Drinking was also high on the list. That did cost a few pence, but it was also possible to ferment your own alcohol (it’s as easy as falling off a log) or distill the harder stuff (only a little bit more difficult and time-consuming than leaving your bowl of wet barley mash to ferment for a few weeks then drinking the juice, a/k/a beer).

Sex was always popular. It didn’t cost anything (if done with your spouse, not a prostitute) and, it had the bonus of frequently producing additional, miniature workers for your farmstead, a/k/a children.

Stories and jokes had been around since hunter-gatherer days. Again, it cost nothing, if you provided your own, or listened to those of your companions (at home, or at the tavern).

Music and dance are also as old as humanity itself. The peasantry could not afford to pay professional musicians, other than tossing a coin or so to a street performer or a pass-the-hat tavern entertainer, but, plenty of people knew how to dance and sing, and enough people knew how to play instruments, to have a jolly good time, in what little leisure time they had (agriculture was much harder and more time-consuming than the old hunting-and-gathering life).

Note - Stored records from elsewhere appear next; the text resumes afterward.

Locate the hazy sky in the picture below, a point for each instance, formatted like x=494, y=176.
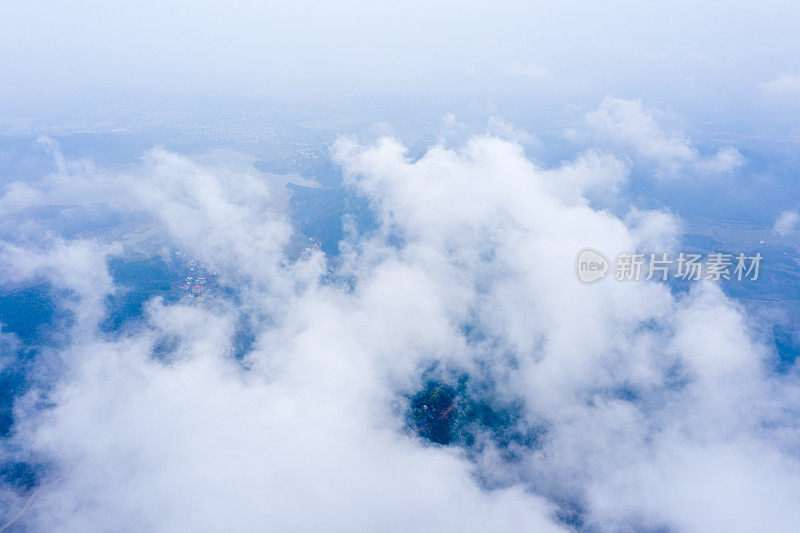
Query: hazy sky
x=705, y=57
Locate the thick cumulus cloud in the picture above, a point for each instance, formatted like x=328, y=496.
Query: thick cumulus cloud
x=650, y=411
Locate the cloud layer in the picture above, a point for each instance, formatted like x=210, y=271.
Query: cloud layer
x=647, y=410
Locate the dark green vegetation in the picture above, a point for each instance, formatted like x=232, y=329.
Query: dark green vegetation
x=469, y=414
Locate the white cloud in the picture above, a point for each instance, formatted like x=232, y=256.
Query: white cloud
x=635, y=391
x=631, y=124
x=784, y=86
x=787, y=222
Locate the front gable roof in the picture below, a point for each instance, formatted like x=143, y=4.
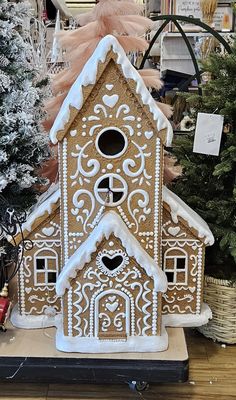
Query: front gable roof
x=88, y=76
x=110, y=223
x=180, y=210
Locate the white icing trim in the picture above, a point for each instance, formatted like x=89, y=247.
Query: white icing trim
x=110, y=223
x=188, y=320
x=32, y=321
x=88, y=76
x=180, y=209
x=44, y=204
x=137, y=344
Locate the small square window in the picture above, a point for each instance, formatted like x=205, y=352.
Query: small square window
x=170, y=263
x=51, y=263
x=180, y=277
x=40, y=263
x=181, y=263
x=170, y=277
x=52, y=277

Hunting and fishing were great fun, if you like that sort of thing (as many did, and still do). Yes, it was to gather food, but was also something people did for enjoyment.

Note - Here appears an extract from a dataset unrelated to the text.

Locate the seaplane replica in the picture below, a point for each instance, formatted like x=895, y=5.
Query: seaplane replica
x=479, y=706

Decorative arts were applied to clothing, housing, religiously symbolic objects, etc. not just for practical use but for aesthetics. Embroidery, pottery, basketweaving, carpentry, leatherwork, woodcarving, were common skills, often with division of labor by sex.

Sports, including martial arts, whether in the form of tournaments to see who was the best at some physical skill like running, log-tossing, or stick-fighting, or team events, kicking a stuffed leather ball around, are both as old as the hills, too. Fun for both participants and spectators.

Festivals were both opportunities for economic exchange (bringing your products to market, buying other people’s products) but included street performers, etc. to keep the gathered masses entertained. They usually only came a few times a year, though, and only lasted a few days.

And, there was always religion. Weekly church services and other church-sponsored events were social gatherings where friends met; they were learned lectures from visiting prelates and monks; they were opportunities to view great art; and they were places to participate in soothing rituals designed to be pleasing to the eye, ear, nose, and spirit, what with all the fancy vestments and golden accessories, incense, and choral music.

There wasn’t much reading going on; few other than the aristocracy and the clergy could read, and books were insanely expensive, all being copied laboriously by hand.